Yaklaşık 10 yıl önce tamamen kuruyan ve üzerinde yürünebilen Azap Gölü, bu defa ilk kez köpürdü. Muğla’nın Milas ile Aydın’ın Söke ilçeleri arasında Büyük Menderes deltasındaki Azap Gölü aşırı kirlilikten dolayı köpürdü. Bilimadamları, bu durumun ilk kez yaşandığını, önlem alınmazsa sadece göldeki canlıların değil, yörede yaşayan insanların sağlığının da tehdit altında kalacağını açıkladı.

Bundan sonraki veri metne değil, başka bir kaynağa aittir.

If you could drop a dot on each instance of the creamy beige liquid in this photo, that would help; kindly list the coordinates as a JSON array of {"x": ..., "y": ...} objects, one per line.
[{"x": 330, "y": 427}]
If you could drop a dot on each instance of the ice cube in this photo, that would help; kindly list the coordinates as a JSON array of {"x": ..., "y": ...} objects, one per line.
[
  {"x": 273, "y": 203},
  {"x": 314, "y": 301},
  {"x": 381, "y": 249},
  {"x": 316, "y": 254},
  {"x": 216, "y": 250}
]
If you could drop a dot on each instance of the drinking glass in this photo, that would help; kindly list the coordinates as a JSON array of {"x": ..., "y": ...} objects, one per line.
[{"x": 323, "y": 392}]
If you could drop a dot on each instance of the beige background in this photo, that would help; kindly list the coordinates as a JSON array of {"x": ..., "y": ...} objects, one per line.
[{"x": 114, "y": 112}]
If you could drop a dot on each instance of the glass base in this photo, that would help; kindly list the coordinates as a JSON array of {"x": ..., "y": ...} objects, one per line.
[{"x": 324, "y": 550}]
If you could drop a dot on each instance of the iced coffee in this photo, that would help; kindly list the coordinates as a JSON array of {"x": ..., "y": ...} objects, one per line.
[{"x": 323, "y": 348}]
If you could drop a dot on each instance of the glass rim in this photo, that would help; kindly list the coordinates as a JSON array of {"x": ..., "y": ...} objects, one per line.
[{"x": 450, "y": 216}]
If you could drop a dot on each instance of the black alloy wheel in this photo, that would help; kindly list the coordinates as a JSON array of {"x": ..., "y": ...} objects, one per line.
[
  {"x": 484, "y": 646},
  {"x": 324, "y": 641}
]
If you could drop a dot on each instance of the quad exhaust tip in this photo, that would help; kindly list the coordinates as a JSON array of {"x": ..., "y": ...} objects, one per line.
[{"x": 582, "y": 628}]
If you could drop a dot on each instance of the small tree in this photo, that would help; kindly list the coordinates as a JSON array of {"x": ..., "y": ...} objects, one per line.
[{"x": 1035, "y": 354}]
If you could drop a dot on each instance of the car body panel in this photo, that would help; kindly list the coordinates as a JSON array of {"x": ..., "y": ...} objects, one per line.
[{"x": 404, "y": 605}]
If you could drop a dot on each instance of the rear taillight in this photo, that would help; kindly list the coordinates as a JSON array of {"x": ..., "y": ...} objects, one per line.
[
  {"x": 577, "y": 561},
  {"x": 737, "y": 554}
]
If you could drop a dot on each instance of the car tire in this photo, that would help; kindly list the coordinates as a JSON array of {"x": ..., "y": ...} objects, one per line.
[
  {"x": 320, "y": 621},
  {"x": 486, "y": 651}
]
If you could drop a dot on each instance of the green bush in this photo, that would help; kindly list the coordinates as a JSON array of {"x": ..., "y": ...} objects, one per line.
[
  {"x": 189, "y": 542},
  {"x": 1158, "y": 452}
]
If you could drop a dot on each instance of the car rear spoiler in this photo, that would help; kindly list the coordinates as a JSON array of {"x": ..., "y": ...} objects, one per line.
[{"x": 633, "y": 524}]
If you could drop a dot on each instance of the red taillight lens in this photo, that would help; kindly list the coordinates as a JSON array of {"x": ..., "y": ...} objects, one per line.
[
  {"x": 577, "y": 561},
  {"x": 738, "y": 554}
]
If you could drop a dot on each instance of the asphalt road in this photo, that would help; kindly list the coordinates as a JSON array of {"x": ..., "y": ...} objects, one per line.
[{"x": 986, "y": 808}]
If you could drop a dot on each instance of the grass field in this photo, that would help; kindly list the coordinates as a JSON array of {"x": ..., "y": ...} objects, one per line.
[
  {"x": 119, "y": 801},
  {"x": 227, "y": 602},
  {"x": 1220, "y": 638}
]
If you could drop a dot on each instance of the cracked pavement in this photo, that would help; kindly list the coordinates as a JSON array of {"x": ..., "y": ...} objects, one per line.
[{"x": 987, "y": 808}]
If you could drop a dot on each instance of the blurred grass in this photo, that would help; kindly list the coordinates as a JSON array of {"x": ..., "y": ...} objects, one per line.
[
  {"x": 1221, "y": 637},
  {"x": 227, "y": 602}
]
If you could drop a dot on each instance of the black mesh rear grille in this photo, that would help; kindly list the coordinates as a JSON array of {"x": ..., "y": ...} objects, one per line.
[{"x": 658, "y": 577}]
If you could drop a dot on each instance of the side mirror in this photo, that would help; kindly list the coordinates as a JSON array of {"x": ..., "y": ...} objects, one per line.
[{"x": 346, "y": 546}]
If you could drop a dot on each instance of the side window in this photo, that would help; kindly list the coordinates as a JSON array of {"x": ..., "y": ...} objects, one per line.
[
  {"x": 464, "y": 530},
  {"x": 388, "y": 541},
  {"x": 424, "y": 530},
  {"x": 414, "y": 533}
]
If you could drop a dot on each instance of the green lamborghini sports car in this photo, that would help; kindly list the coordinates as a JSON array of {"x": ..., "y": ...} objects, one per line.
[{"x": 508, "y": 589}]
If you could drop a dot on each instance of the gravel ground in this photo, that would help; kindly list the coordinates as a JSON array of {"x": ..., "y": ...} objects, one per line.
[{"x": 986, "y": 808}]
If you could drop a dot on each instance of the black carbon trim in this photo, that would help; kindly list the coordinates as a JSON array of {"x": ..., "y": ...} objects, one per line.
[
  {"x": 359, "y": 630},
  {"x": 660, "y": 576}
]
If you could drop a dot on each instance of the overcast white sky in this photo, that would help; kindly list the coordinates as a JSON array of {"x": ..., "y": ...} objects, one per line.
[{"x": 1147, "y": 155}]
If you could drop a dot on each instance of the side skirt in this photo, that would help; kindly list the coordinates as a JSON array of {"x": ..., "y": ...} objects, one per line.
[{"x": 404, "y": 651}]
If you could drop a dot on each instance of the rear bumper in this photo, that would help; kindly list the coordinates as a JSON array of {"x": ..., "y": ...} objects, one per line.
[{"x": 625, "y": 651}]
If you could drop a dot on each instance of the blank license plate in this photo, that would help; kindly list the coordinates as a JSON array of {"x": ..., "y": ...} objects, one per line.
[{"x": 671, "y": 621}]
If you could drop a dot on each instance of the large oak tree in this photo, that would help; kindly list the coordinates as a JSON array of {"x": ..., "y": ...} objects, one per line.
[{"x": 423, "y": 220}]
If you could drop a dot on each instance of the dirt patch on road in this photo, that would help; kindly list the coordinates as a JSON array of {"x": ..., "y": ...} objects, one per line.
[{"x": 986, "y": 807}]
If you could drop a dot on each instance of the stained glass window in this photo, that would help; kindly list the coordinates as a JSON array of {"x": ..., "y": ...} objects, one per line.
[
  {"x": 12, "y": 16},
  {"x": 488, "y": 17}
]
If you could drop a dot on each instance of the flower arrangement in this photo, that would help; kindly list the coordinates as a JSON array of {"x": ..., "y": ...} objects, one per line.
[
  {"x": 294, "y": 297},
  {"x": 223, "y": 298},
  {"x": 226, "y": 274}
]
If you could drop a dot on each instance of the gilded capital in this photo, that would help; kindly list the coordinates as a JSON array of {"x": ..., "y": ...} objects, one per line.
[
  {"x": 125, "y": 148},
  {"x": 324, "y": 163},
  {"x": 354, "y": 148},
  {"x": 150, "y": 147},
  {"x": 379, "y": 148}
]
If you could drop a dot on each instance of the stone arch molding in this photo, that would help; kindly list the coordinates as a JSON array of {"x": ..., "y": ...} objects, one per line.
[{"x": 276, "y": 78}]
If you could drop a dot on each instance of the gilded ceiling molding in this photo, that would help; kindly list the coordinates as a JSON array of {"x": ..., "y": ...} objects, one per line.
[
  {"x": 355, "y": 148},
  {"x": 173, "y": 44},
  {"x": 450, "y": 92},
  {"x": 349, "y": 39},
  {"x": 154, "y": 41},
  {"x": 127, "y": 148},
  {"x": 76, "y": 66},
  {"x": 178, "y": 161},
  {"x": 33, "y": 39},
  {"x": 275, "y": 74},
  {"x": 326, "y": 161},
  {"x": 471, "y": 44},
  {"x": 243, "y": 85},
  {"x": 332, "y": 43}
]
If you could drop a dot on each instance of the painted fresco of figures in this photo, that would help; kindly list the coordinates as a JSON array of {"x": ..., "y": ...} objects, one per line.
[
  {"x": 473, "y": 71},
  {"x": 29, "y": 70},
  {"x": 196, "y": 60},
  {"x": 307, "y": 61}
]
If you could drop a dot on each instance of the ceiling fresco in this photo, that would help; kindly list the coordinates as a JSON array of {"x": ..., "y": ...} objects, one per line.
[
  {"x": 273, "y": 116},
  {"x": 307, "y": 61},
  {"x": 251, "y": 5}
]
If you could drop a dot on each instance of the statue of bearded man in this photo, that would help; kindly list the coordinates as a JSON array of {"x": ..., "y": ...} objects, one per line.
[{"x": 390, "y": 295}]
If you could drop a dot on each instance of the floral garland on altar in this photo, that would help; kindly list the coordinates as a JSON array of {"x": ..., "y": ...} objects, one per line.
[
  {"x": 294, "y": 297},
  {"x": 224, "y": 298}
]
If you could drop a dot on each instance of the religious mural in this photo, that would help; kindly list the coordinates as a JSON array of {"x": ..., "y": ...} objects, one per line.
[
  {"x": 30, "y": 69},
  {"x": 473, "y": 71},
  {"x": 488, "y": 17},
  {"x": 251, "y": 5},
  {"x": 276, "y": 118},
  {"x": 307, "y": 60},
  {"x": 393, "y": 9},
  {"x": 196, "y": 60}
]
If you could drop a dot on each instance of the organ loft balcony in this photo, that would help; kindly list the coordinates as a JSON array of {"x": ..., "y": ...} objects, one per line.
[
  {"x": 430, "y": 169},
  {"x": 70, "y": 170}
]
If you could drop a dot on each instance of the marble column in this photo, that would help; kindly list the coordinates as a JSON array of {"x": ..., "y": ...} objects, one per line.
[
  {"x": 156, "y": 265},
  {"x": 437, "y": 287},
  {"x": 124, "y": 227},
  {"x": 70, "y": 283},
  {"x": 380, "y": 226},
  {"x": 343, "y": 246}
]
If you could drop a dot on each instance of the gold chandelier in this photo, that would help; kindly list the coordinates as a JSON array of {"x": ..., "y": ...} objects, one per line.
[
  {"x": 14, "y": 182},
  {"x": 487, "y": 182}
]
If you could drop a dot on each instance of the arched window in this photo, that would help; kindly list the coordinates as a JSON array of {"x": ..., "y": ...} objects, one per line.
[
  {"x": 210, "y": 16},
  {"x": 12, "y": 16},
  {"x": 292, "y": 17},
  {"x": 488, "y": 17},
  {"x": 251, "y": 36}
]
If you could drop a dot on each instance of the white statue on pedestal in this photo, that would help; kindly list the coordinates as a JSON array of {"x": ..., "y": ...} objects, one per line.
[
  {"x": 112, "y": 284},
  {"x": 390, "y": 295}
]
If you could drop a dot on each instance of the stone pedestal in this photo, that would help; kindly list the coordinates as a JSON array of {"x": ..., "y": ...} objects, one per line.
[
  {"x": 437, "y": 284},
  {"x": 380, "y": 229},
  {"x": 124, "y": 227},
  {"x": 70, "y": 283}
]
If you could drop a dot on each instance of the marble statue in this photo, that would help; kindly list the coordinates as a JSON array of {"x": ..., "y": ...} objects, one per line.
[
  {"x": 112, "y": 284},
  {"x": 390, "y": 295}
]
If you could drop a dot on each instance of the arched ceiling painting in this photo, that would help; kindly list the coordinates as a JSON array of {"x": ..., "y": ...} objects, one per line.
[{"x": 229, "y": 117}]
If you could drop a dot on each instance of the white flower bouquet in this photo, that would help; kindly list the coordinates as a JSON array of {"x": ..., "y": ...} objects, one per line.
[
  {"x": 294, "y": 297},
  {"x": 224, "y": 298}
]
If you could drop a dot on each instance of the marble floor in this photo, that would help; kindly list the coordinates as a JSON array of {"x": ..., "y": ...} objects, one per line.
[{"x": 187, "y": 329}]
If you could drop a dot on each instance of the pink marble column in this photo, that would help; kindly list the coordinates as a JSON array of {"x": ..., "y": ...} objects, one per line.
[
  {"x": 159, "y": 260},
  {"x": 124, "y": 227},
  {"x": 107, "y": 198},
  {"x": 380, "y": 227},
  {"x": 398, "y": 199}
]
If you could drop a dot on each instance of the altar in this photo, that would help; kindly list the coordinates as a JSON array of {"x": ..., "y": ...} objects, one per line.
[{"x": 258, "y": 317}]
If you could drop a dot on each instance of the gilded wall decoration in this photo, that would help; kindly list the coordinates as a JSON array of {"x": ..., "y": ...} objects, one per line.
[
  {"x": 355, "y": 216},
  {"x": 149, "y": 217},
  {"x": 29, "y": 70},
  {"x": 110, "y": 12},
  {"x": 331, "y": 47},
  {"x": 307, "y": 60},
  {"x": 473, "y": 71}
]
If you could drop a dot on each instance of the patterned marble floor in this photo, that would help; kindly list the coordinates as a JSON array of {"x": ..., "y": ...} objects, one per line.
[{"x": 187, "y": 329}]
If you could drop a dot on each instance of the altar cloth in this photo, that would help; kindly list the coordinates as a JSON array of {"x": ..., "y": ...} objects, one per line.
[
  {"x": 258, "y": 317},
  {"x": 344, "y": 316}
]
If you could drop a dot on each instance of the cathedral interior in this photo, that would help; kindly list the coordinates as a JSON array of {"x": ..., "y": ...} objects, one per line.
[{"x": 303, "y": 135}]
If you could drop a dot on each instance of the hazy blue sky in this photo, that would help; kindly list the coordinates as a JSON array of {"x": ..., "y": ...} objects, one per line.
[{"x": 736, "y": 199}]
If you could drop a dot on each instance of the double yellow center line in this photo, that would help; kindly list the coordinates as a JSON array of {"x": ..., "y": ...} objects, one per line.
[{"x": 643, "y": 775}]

Antik dönemde Ege Denizi’nin küçük bir koyu olan, İonlar ve Persler arasındaki Lade Savaşı’ta, Pers Donanması’na ev sahipliği yapan ve askerlerin tüm balık ihtiyaçlarını karşılayan, denizin geri çekilmesiyle tatlı su gölüne dönüşen binlerce yıllık Azap Gölü’nde bilimadamları inceleme yaptı. Tepeli pelikanların beslenme alanı olan, 40 yıl aradan sonra geçtiğimiz günlerde turnaların görüntülendiği ve Akkuyruklu Kartal’ın tespit edildiği gölde yapılan incelemede zirai atıklara da rastlandı. Ekosistemi Koruma ve Doğa Sevenler Derneği (EKODOSD) Üyesi ve SDÜ Eğirdir Su Ürünleri Fakültesi Öğretim Üyesi Yrd. Doç. Dr. Erol Kesici, kirliliğin hayvanların yaşamasını zorlaştırdığını söyledi. Kesici, “Gölün etrafındaki tarım alanlarında kullanılan gübre, böcek ve yabani ot öldürücülerinin aşırı kullanı kirliliğin başlıca sebeplerinden. Yapılan ilk araştırmalara göre gölde aşırı oranda mavi - yeşil alg oluşumu ve baskınlığının belirlenmesi, gölün evsel, sanayi ve tarımsal kirliliğin etkisinde olduğunun göstergesidir” dedi.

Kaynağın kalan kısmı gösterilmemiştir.